Trump has denied any connection to Project 2025, given the power of Democratic attacks on the issue. But Vance has long advocated an attack on the federal government.

As Reason notes, Vance told controversial “manosphere” figure Jack Murphy in 2021: “A lot of conservatives have said we should… essentially eliminate the administrative state. And I support that.”

“But another option would be to take over the administrative state for our own purposes. We should fire all the people. I think Trump… will probably win again in 2024, and he will win by such a margin that he will be president of the United States in January 2025.

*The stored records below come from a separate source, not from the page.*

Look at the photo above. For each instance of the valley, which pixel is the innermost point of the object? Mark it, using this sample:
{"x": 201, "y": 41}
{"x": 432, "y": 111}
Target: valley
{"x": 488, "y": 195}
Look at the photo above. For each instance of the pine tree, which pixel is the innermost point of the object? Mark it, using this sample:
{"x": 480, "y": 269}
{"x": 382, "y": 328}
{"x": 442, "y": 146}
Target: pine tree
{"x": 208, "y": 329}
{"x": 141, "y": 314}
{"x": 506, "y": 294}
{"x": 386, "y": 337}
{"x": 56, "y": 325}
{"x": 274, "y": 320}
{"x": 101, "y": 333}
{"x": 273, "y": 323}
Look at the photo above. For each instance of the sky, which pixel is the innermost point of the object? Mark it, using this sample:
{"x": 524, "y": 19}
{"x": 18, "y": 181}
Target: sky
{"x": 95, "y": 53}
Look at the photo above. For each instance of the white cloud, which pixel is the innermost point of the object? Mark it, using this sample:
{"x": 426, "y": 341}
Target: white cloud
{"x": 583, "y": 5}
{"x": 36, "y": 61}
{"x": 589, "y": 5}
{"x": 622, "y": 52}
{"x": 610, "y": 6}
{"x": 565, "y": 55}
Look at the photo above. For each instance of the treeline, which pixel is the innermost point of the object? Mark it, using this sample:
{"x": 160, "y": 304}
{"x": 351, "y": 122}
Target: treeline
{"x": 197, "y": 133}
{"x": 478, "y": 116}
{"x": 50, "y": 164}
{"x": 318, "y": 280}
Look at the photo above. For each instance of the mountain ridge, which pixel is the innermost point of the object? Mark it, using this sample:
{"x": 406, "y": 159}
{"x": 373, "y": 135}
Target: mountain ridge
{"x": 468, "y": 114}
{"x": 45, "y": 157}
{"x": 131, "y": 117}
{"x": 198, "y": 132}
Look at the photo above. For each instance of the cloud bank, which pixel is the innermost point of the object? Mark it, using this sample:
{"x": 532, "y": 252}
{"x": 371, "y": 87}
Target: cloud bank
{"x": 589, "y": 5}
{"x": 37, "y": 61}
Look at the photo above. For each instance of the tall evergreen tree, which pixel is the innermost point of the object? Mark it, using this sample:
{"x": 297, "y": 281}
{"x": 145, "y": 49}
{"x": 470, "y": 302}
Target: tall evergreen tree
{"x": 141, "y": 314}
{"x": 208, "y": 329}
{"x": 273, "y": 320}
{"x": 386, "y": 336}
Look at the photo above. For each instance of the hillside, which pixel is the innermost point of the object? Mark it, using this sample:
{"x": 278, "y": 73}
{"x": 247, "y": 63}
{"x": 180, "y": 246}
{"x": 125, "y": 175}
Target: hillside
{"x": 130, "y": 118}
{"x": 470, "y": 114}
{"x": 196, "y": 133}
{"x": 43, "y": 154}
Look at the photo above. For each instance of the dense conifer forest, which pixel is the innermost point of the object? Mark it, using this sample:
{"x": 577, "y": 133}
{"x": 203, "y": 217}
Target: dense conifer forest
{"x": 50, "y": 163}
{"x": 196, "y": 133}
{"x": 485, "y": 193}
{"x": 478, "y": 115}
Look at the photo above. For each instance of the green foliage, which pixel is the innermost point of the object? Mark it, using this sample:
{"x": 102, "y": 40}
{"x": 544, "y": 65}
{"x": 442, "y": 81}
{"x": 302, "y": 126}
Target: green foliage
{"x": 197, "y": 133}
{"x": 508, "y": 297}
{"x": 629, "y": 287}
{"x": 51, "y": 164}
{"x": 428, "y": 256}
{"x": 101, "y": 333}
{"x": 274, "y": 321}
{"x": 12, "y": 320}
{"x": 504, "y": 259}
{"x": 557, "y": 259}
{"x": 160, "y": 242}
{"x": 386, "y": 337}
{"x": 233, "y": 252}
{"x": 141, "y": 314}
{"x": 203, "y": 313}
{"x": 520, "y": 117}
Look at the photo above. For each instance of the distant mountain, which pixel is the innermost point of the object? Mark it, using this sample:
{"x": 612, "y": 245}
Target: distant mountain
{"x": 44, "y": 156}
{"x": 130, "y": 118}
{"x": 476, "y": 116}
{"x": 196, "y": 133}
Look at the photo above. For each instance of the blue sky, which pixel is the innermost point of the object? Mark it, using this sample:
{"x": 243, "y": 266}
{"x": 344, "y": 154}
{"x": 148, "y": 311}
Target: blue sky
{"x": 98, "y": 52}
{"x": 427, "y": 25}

“I think what Trump should do, if I had to give him advice, is to fire all the mid-level bureaucrats, all the civil servants in the administrative state.

“Replace them with our citizens, and when the courts – because you will be brought to justice … arrest you, stand before the country as (President) Andrew Jackson did, and say, ‘The Chief Justice has made his decision. Let him enforce it now.'”

As Beauchamp noted, Jackson’s quote “is probably apocryphal, but the story is real.”

In 1832, the Supreme Court ruled that the government must respect Native American land rights. Jackson simply ignored the ruling. The result was the forced removal of 60,000 people, an outrage known as the Trail of Tears.